Questa comunque mi sembra la scommessa. Dobbiamo prendere più coraggiosamente la parola sulla nostra sessualità e il nesso che la lega alla violenza. Senza ridurla a questa, riscoprendo anche il piacere della relazione. Ma per produrre cambiamento credo che si debba cercare lo scambio, in una ricerca comune tra uomini e donne, tra persone con diversi desideri e inclinazioni sessuali. Può darsi che abbia ragione Alessandra Bocchetti – e altre con lei – non è ancora il momento, c’è guerra tra i sessi ecc. Si cita e si ripubblica Valerie Solanas: un testo che paradossalmente mi era assai piaciuto. Ma allora si segua la sua strada: i maschi devono mettersi da parte, il governo del mondo passi alle donne… Credo che non sia realistico. E credo che sarebbe importante cominciare da qualche parte uno scambio, un lavoro personale e politico misto non episodico. Bisogna vederne bene metodi, assetti, linguaggi. E’ certamente difficile. La proposta di Letizia di proseguire in altri incontri questa ricerca di senso sulla violenza – che è fondamentalmente di matrice maschile – vorrei che venisse accolta.
– Anna Maria Bardellotto – ( qui l’intervento integrale) Le donne hanno sempre avuto forza e potenza, da decenni, nella scuola, ma le hanno anche mal esercitate, a volte rafforzando gli stessi stereotipi patriarcali. Qui ho sentito parlare di Università. E certo anche a questo livello bisogna saper incontrare uomini e donne giovani. Ma rischia di essere già troppo tardi per determinare cambiamenti nella cultura che poi produce la violenza. Bisogna lavorare sin dai primi anni della scuola primaria e secondaria, ed è qui che va esercitata la forza e la potenza femminile e femminista.

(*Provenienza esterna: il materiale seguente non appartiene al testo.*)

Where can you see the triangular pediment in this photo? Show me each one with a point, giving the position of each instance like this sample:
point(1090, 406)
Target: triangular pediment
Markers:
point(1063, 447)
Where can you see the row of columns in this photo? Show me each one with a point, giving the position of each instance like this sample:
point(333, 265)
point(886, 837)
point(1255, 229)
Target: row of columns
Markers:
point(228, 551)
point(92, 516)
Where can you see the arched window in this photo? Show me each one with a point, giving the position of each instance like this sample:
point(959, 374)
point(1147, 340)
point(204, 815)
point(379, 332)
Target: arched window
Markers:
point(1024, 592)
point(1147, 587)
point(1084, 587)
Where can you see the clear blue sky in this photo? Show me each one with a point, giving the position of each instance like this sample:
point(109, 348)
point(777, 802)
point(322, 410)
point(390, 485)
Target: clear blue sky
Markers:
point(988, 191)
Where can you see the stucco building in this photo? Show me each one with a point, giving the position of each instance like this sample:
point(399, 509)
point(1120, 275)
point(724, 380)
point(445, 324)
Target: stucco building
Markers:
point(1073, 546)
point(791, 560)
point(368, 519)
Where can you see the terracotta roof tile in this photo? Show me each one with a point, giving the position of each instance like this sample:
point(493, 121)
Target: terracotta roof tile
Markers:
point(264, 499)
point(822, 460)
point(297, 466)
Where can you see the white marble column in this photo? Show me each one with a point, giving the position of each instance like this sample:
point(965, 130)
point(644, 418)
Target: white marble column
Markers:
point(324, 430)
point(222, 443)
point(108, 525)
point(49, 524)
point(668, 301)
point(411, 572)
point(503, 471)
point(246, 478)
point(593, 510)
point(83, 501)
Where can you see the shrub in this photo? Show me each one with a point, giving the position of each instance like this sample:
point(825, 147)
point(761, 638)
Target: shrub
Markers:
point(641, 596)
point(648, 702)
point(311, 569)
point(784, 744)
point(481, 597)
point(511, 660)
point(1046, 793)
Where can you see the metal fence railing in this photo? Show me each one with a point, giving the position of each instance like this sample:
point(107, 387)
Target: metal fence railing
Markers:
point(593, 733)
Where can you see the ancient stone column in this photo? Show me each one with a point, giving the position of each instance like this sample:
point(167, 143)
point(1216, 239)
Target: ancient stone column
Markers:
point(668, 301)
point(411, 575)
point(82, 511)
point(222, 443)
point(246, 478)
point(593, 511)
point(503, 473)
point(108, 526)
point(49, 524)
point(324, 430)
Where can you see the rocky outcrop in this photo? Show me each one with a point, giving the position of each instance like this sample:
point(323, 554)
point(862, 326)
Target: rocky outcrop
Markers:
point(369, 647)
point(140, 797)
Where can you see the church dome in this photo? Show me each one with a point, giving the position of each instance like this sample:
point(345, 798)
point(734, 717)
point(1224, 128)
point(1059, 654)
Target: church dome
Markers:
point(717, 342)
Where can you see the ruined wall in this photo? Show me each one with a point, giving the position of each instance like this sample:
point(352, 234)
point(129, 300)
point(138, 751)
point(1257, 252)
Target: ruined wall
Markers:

– Paola Mastrangeli – (qui l’intervento integrale) Ida con la sua rabbia non mi ha lasciato sola… e non c’è nemmeno una Solanas a sparare… Però il movimento Non una di meno combatte la violenza maschile articolandosi sul territorio. L’osservazione va portata sulle figure del femminicida e del cliente: dal giornalismo ci aspetteremmo un racconto approfondito delle vite degli assassini. Siamo in una guerra dichiarata dagli uomini alle donne, e il femminismo è stata la rivoluzione più grande, che ha cambiato un mondo dell’uno in un mondo del due. Dovremmo affermare il diritto della madre di eliminare il marito che stupra e assassina la figlia… Mia nonna diceva: io ti fo e io ti disfo… Abbiamo ancora paura di dimostrare forza e rabbia. Ma la mia rabbia è le mie ali!
– Fulvia Bandoli – (qui l’intervento integrale) … il patriarcato è morto, ma non c’è ancora un nuovo ordine, e resta una parte che va distrutta. Ma dobbiamo capire dove siamo: quando il ministro Minniti dice di aver “intravisto la figura di Traini” e che per questo ha cercato di fermare gli sbarchi, sbaglia: avrebbe dovuto condannare il razzismo e vedere la radice maschile della violenza a Macerata, tanto è vero che pochi giorni dopo è avvenuta a Milano per mano di un tranviere italiano. Ida Dominijanni non è d’accordo che la cura sia già politica, ma noi parliamo dell’ambizione di riordinare il mondo: faccio l’esempio di come le donne reagirono all’incidente di Chernobyl. Nello scacco della politica – compresa la sinistra e il Pci che puntava ancora sul nucleare – fu il femminismo a sollevare la questione della coscienza del limite. Quanto agli uomini, fatte salve le relazioni personali, penso che si debba alzare la conflittualità. Vediamo comportamenti non all’altezza di dirigere il paese.
– Elettra Deiana – (qui l’intervento integrale) Simbolicamente il patriarcato è morto ma nelle forme sociali il ruolo maschile resta come elemento costitutivo. Oggi emerge nel discorso pubblico e nell’agire sociale il nesso tra sessismo e razzismo, di cui gli episodi di Macerata sono caso estremo e soprattutto significativo di una violenza che si diffonde. La cura e il suo rovesciamento è un terreno di ricerca che vede sempre più donne impegnate nella elaborazione di un nuovo modo di pensare e di agire. Capace di rispondere alla degenerazioni che vediamo. Cito non solo il lavoro del nostro Gruppo del Mercoledì, ma l’ultimo libro della Klein, e la connessione di questa ricerca con la riflessione di Judith Butler sulla vulnerabilità e interdipendenza umana.